Las alas del deseo. Louise Weber 1866-1929
Tan desnuda como permitiera la noche, tan desnuda como para dejar que las manos de las otras mujeres y los sombreros de los hombres, a esas horas, devenidos en árboles indiscretos que tendían –como en los versos de Rimbaud– al cristal sus ramas con malicia, cayeran cerca. Cuando la piel no aparecía como el deseo pedía, el dibujo de un corazón rojo bordado en la ropa interior negra (un diseño simbólico que sabemos se parece más a la vulva que al césar del aparato circulatorio) salía a escena cada vez que lanzaba sus piernas al aire. La ilusión de éxtasis era perfecta, de inmediato y suspendiendo alaridos La Goulue caía al piso en un promisorio grand écart (apertura total de piernas). Nacía la noche.

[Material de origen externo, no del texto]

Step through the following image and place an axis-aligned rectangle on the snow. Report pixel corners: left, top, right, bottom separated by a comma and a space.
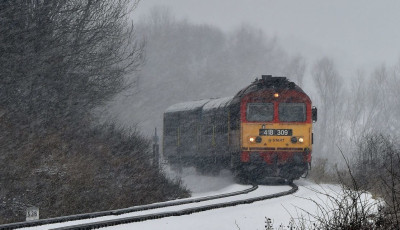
165, 99, 210, 113
20, 168, 380, 230
203, 96, 233, 110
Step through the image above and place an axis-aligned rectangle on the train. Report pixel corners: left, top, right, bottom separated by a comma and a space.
162, 75, 317, 182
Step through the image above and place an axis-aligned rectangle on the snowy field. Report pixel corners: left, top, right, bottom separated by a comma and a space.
21, 169, 378, 230
103, 170, 340, 230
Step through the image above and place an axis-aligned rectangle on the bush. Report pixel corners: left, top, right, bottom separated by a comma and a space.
0, 122, 189, 223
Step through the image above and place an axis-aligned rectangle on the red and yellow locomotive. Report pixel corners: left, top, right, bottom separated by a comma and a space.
163, 75, 317, 181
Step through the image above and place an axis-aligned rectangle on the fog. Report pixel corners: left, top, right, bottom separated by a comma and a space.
108, 0, 400, 163
136, 0, 400, 74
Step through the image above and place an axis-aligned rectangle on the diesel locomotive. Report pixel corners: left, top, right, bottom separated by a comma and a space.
163, 75, 317, 181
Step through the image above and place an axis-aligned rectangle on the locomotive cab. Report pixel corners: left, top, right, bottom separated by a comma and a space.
236, 76, 316, 180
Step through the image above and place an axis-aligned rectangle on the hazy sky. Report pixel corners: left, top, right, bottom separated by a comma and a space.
136, 0, 400, 74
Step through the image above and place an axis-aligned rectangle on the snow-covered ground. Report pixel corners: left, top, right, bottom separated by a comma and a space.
20, 169, 378, 230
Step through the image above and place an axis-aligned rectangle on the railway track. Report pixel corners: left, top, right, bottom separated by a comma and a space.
0, 184, 298, 230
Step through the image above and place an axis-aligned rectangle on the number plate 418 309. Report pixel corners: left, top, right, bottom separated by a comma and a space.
260, 129, 292, 136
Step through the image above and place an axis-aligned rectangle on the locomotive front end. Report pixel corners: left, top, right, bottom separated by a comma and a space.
240, 77, 313, 180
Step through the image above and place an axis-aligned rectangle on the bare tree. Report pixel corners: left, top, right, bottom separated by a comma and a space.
0, 0, 143, 132
284, 55, 306, 87
312, 57, 344, 162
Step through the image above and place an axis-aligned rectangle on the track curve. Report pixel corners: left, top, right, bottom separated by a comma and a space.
0, 185, 258, 230
53, 183, 298, 230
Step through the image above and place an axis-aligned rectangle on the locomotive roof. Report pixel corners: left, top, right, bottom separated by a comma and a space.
236, 75, 304, 98
203, 96, 233, 110
165, 99, 210, 113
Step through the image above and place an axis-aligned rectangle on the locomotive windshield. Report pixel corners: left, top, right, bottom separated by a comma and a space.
247, 103, 274, 121
279, 103, 306, 122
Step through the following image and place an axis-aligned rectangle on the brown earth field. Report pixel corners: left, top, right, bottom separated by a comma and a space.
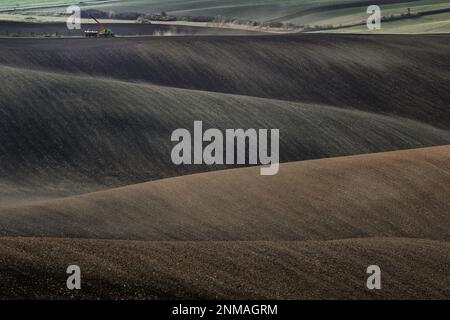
0, 34, 450, 299
0, 146, 450, 299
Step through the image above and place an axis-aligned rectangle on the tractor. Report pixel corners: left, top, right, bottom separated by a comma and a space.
84, 16, 114, 38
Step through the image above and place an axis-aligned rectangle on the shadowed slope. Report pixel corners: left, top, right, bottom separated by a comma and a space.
0, 67, 450, 205
0, 238, 450, 299
0, 146, 450, 241
0, 34, 450, 128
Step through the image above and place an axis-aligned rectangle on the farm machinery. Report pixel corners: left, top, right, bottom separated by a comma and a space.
84, 16, 114, 38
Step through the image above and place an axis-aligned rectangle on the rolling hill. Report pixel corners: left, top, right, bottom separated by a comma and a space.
0, 63, 450, 206
0, 146, 450, 241
0, 34, 450, 299
0, 238, 450, 300
0, 34, 450, 129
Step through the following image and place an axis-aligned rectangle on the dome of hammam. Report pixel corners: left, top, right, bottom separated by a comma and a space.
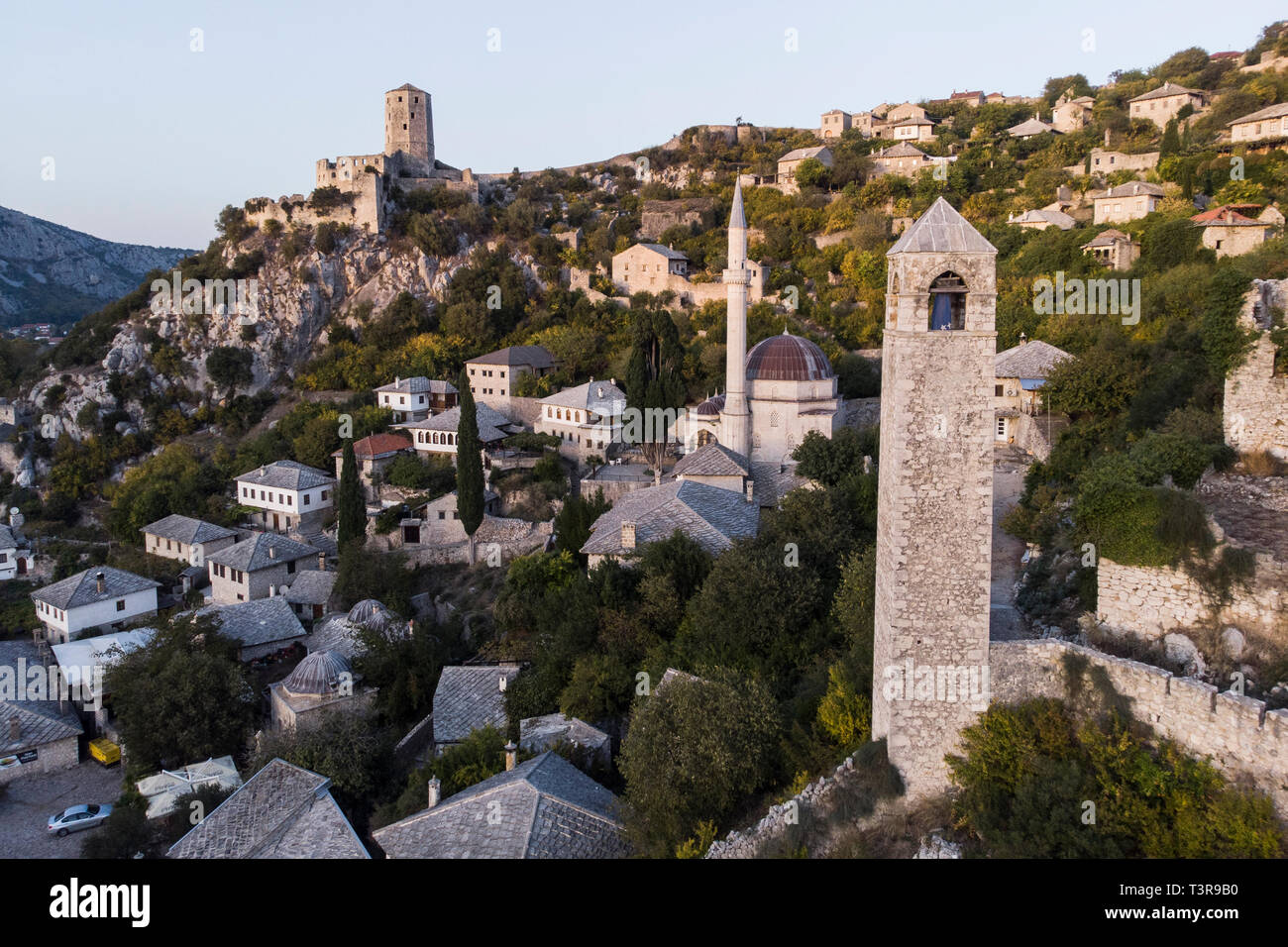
747, 331, 832, 381
349, 598, 394, 629
282, 651, 349, 694
693, 394, 724, 417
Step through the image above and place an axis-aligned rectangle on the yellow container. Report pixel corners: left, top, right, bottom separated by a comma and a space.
89, 737, 121, 767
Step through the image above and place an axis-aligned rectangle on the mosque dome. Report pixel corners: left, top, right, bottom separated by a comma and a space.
282, 651, 349, 695
747, 331, 832, 381
693, 394, 724, 417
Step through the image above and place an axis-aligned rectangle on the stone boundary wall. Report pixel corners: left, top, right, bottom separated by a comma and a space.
1096, 553, 1288, 640
1224, 279, 1288, 460
989, 639, 1288, 818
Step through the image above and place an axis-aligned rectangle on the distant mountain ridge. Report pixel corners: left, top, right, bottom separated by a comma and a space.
0, 207, 196, 326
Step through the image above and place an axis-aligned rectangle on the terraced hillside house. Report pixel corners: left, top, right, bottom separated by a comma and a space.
31, 566, 160, 644
376, 376, 458, 424
465, 346, 555, 403
371, 750, 630, 858
139, 513, 237, 566
166, 759, 371, 858
236, 460, 336, 532
533, 378, 626, 460
206, 532, 325, 604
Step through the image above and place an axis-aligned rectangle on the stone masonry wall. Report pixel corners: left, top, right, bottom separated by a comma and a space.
1224, 279, 1288, 460
1096, 554, 1288, 639
989, 639, 1288, 818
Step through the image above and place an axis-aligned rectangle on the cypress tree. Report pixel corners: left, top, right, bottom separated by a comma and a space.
335, 438, 368, 548
456, 369, 483, 565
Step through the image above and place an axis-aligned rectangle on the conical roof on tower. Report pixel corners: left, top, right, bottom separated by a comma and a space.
886, 197, 997, 257
729, 180, 747, 228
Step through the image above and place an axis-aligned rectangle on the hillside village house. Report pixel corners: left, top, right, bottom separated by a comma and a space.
613, 244, 690, 295
331, 434, 413, 500
31, 566, 160, 644
1082, 228, 1140, 269
1092, 180, 1163, 224
533, 380, 626, 460
1127, 82, 1203, 128
206, 532, 326, 604
1051, 93, 1096, 134
993, 340, 1073, 442
376, 376, 458, 424
1227, 102, 1288, 142
139, 513, 237, 566
393, 489, 501, 549
465, 346, 555, 402
776, 145, 832, 188
398, 402, 519, 459
237, 460, 336, 532
0, 524, 33, 579
1190, 204, 1275, 259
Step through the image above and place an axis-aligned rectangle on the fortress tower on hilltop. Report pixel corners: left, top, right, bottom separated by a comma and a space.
872, 197, 997, 797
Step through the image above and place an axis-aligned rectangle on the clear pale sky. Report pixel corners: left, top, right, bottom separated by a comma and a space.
0, 0, 1283, 248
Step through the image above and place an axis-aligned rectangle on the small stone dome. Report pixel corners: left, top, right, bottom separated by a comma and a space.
747, 331, 832, 381
349, 598, 394, 629
282, 651, 349, 695
693, 394, 724, 417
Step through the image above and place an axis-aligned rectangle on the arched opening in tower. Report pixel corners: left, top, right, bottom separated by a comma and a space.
930, 270, 966, 331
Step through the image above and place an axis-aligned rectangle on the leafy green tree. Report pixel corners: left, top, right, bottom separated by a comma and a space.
618, 670, 782, 857
456, 369, 484, 565
335, 438, 368, 546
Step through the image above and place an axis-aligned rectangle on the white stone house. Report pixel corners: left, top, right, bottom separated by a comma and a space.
533, 380, 626, 460
236, 460, 336, 532
993, 340, 1073, 443
31, 566, 160, 644
376, 376, 458, 424
1092, 180, 1163, 224
139, 513, 237, 566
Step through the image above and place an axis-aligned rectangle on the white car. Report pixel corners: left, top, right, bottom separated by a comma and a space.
47, 802, 112, 839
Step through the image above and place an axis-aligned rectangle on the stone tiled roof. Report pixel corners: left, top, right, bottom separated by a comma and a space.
1096, 180, 1163, 201
467, 346, 555, 368
373, 753, 630, 858
142, 513, 237, 545
1227, 102, 1288, 126
404, 402, 514, 443
434, 665, 519, 743
540, 380, 626, 417
993, 339, 1073, 378
581, 480, 760, 556
197, 595, 305, 647
31, 566, 161, 611
167, 759, 371, 858
284, 570, 336, 605
671, 442, 751, 476
206, 532, 318, 573
236, 460, 335, 489
886, 197, 997, 257
1127, 82, 1203, 102
0, 701, 84, 756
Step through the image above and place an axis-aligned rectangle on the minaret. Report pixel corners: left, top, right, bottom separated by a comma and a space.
720, 181, 751, 458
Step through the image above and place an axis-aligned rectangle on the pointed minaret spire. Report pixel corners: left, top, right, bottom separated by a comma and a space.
720, 180, 751, 459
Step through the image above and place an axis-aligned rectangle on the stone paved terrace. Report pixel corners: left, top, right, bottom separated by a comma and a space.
1197, 474, 1288, 562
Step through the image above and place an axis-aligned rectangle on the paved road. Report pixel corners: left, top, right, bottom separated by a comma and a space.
988, 447, 1029, 642
0, 760, 121, 858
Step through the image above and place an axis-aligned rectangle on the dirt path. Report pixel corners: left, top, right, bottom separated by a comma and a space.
988, 447, 1029, 642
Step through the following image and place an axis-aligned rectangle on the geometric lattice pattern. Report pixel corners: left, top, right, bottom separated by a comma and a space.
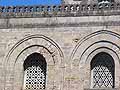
93, 65, 113, 88
25, 66, 45, 90
92, 53, 114, 88
24, 53, 47, 90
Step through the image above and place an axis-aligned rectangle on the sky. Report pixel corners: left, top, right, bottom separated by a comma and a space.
0, 0, 61, 6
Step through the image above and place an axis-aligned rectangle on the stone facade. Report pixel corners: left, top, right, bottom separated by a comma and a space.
0, 0, 120, 90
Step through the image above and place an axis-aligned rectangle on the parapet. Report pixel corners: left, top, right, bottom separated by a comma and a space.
0, 3, 120, 18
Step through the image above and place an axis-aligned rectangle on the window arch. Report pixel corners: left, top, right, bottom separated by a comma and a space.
23, 53, 47, 90
90, 52, 115, 88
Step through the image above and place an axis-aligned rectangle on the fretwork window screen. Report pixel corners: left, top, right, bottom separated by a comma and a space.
24, 53, 46, 90
91, 52, 115, 88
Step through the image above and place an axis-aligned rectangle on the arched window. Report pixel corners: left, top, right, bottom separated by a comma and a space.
91, 52, 115, 88
23, 53, 47, 90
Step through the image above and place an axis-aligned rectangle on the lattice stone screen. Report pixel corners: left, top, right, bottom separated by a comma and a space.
24, 53, 46, 90
91, 52, 115, 88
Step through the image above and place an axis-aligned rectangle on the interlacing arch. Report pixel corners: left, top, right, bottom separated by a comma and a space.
4, 34, 64, 90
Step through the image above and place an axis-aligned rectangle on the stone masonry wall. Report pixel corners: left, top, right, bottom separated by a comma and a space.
0, 15, 120, 90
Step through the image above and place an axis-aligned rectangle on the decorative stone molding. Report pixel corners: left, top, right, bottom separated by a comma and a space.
0, 3, 120, 18
4, 35, 64, 90
71, 30, 120, 89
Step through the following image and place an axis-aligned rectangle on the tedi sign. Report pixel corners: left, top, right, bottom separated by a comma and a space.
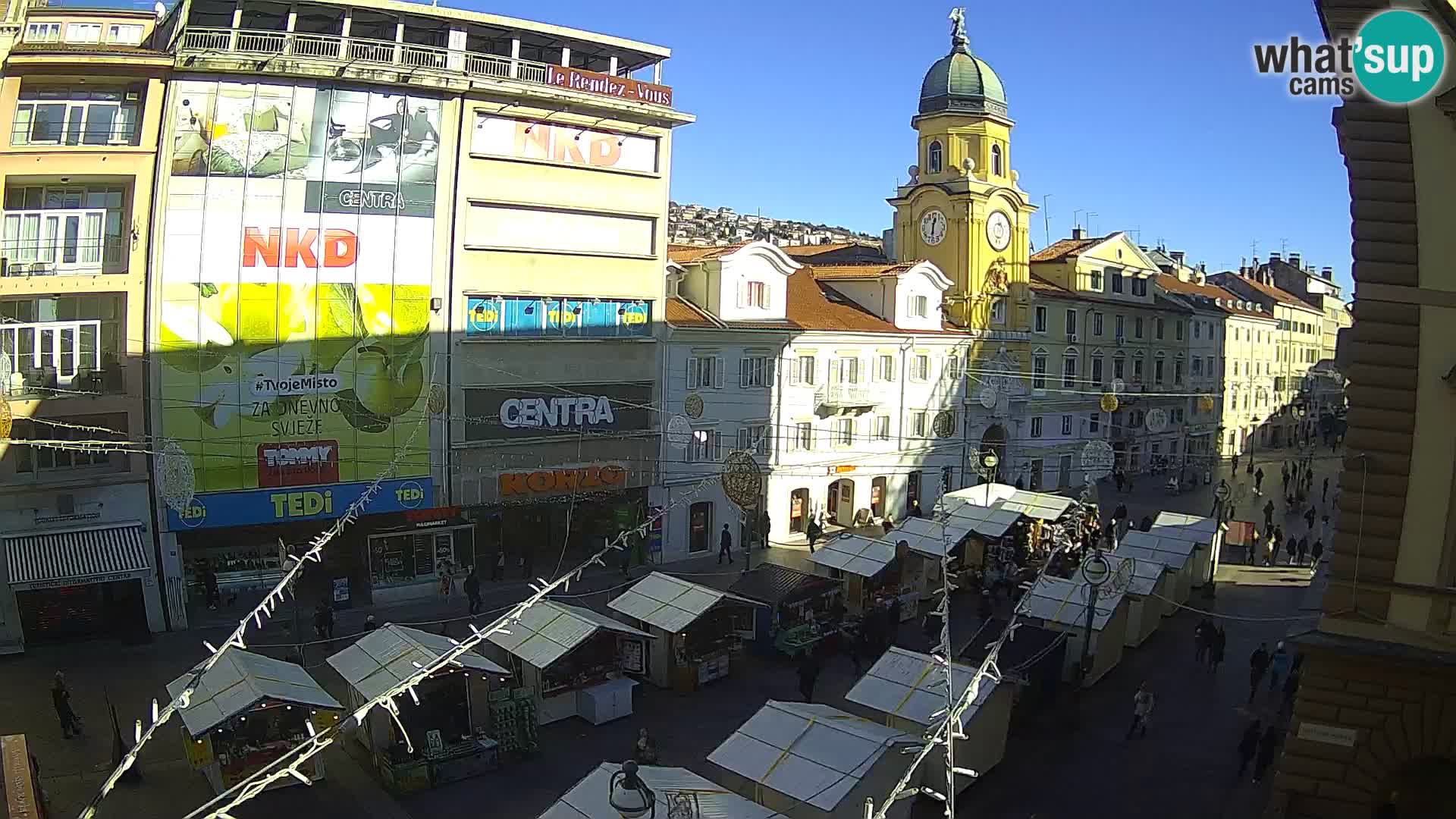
500, 395, 617, 430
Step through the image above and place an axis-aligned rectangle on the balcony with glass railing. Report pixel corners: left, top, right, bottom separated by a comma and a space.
0, 319, 127, 400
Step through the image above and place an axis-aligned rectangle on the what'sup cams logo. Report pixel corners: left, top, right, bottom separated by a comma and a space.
1254, 10, 1446, 105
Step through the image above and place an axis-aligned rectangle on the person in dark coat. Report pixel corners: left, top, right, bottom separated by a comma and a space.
51, 672, 82, 739
462, 566, 481, 615
1233, 720, 1264, 780
1254, 726, 1279, 784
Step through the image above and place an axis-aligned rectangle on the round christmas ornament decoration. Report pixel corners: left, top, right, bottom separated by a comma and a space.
932, 410, 956, 438
157, 440, 196, 513
718, 449, 763, 509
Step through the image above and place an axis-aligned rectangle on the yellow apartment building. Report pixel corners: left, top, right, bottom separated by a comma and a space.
0, 2, 172, 653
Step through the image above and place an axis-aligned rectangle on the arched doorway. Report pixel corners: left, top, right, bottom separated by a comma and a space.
789, 488, 810, 532
981, 424, 1010, 482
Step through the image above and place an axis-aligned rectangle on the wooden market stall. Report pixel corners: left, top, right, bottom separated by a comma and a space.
607, 571, 767, 691
708, 699, 920, 819
489, 601, 652, 726
168, 648, 342, 792
1149, 512, 1228, 588
810, 532, 902, 615
728, 563, 845, 656
1102, 547, 1174, 648
1025, 574, 1127, 688
845, 645, 1015, 792
538, 762, 788, 819
328, 623, 511, 794
1117, 529, 1197, 603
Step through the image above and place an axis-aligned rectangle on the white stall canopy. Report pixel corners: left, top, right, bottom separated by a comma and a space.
885, 517, 971, 560
708, 699, 920, 810
607, 571, 761, 634
489, 601, 652, 669
538, 762, 785, 819
1117, 529, 1197, 571
845, 645, 996, 726
168, 648, 342, 737
1025, 574, 1122, 631
329, 623, 511, 699
810, 535, 896, 577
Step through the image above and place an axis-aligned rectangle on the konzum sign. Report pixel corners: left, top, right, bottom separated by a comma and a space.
500, 463, 628, 497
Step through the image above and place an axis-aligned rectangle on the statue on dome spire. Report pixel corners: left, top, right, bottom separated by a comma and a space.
951, 6, 971, 51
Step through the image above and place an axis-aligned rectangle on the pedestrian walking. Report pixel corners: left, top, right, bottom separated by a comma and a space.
799, 647, 818, 702
462, 566, 481, 617
1254, 724, 1279, 784
804, 514, 824, 554
51, 672, 84, 739
1269, 640, 1294, 692
1233, 720, 1264, 780
1249, 642, 1269, 702
1122, 682, 1156, 739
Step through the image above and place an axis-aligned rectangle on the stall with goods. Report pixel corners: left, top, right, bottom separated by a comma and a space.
845, 645, 1015, 792
489, 601, 652, 726
728, 563, 845, 656
607, 571, 767, 691
168, 648, 342, 792
329, 623, 511, 794
708, 699, 921, 819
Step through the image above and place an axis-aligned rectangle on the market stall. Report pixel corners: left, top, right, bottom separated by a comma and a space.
845, 645, 1015, 792
329, 623, 511, 794
1102, 549, 1174, 648
1117, 529, 1198, 603
708, 699, 921, 819
810, 532, 902, 615
607, 571, 767, 691
538, 762, 786, 819
168, 648, 342, 792
1149, 512, 1228, 587
728, 563, 845, 656
1025, 574, 1127, 688
489, 601, 652, 726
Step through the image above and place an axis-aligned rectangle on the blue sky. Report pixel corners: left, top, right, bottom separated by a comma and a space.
474, 0, 1350, 286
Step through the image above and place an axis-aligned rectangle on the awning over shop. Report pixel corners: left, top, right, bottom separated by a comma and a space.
489, 601, 652, 669
1025, 574, 1122, 631
1117, 529, 1198, 570
538, 762, 783, 819
168, 648, 342, 736
885, 517, 971, 560
607, 571, 758, 634
810, 533, 896, 577
5, 523, 152, 588
845, 645, 996, 726
329, 623, 511, 699
708, 699, 920, 810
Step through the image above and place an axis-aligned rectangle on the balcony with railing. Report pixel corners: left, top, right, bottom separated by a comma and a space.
177, 27, 673, 106
0, 319, 127, 400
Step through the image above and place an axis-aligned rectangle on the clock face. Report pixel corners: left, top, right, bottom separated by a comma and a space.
986, 210, 1010, 251
920, 207, 945, 245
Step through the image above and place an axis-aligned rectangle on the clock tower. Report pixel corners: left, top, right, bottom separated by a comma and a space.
890, 9, 1037, 332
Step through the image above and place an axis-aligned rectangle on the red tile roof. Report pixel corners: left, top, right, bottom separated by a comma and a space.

Cuando los caballos tiraban de los carros que cruzaban las calles de París y había más de cuarenta molinos de viento en la colina de Montmartre, el bebedor de absenta, el artista de huesos débiles, se sentaba en uno de los rincones del Moulin Rouge y dibujaba a Louise y a sus amigas. Pero aquella protección de colores duró un suspiro y no alcanzó para alimentar a la bailarina cuando sus piernas y su cola ya no entretenían a los sombreros de copa. El intento de una carrera como solista de show propio completó la frustración y fortaleció el olvido de la vigilia. Durante años vivió en un remolque estacionado en el Boulevard de Clichy, muy cerca del escenario de su fama, vendiendo cigarrillos y firmando autógrafos perdidos. Cuando murió la enterraron en un despintado cementerio suburbano sin bronces. En aquella tumba estuvo durante más de sesenta años, hasta que la imagen de la golosa del cancán –ahora sin cuerpo– volvió a ser atractiva y una comisión trasladó sus restos al cementerio de Montmartre. El segundo cortejo tuvo placa, homenaje, turistas y flores de ocasión. Aquel día el resplandor de unas piernas se apoderó de todas las grutas de Montmartre avizorando el aire de los sepulcros y cruzándolo de piruetas, posiciones perfectas para un erótico baile improvisado diluido en la herencia de un tiempo maldito.